(FYI, this is TMI!)My HSG was today. But my docs don't really call it that, they call it a saline ultrasound. They use saline and an ultrasound instead of dye. She told me that it doesn't make sense to put radioactive dye up in ya and give you a bunch of x-rays when you are trying to get pregnant. Makes sense to me too.
So I get on the table and assume the position. HUGE, cold speculum in, then the cleaning of the cervix which felt like a pap. Unfortunately my cervix was not cooperating. She had a hard time getting through. So she had to use the speculum to try to move my uterus down since mine is anterior and almost straight up. That was not fun. I know she was trying to do it gently, but that was the worst cramps I have ever had. I have to say though, I was expecting worse. It felt like bad cramps and the bad ones went away pretty quick after it was done. She told me I may have to drink a bunch of water and fill my bladder to help things along. As soon as she said that, I started praying, "Oh Lord, make it go in! I don't want to wait. I just want to get it over with!" And then she said, "Oh! There it is!" OK, Great! Take that huge speculum out!!! I am done with that! Then the US wand with the goop and the condom on (made me laugh again) went in. I don't think I will ever get used to that!

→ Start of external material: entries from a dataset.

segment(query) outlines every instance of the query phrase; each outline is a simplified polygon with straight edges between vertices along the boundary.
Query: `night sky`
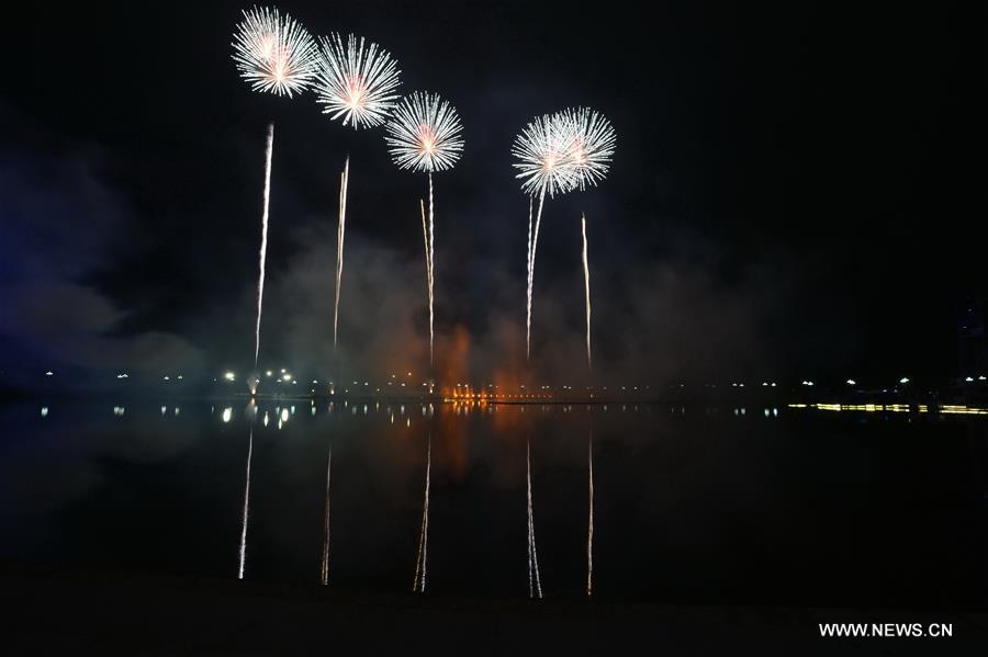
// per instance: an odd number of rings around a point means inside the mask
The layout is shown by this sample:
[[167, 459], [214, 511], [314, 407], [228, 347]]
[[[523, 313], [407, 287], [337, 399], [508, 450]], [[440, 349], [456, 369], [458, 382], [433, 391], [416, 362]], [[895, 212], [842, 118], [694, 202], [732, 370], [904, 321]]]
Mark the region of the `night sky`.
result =
[[[510, 145], [577, 104], [617, 152], [597, 189], [547, 202], [537, 376], [583, 374], [583, 211], [604, 380], [965, 374], [958, 316], [988, 290], [984, 8], [790, 4], [279, 7], [379, 42], [403, 92], [459, 111], [463, 158], [435, 178], [440, 375], [521, 366]], [[249, 369], [273, 121], [261, 366], [329, 367], [349, 154], [343, 366], [423, 371], [426, 179], [382, 129], [250, 91], [231, 59], [247, 4], [36, 7], [10, 24], [0, 100], [0, 370]]]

So then she started squirting cold saline and it started pouring out-weird feeling! Fallopian tubes are clear! Praise God! BUT-to my surprise I have a uterine fibroid. Dang it-that means surgery and putting off the treatments. If I leave it in, the embryo has less surface area to adhere to. She said I may have had it all along, or all the Clomid caused it. (I knew I couldn't take that stuff unscathed!) So I need to wait, take some more tests to see if I ovulated this month (uh, probably not) then start Provera to get a period, do BCP's (birth control pills) to thin my uterine lining and have surgery June 3. Then after that, if all goes well, we will start Clomid with injectables.
I am disappointed we have to wait even longer to start treatments, but it is also nice to have a plan. I haven't had a plan in a long time-wait-probably never. It was nice to have JJ (husband) there with me. He thought he couldn't come for a second, but last night he told me he was able to make it. That would have been weird to hear I needed surgery and be alone. He is great, and so good to me. I am grateful to have him.
I recently read a book called "A Few Good Eggs" by Maureen Regan and Julie Vargo-check them out at http://www.afewgoodeggs.com/index.htm . They said something really great that stuck with me. To paraphrase, they said that you will beat infertility. I really liked that. No matter what, you will have children, whether it be from treatments or adoption, it will happen. I found that so encouraging! I recommend the book, I really liked it, and it is humorous too. That helps! We all need to laugh once in a while.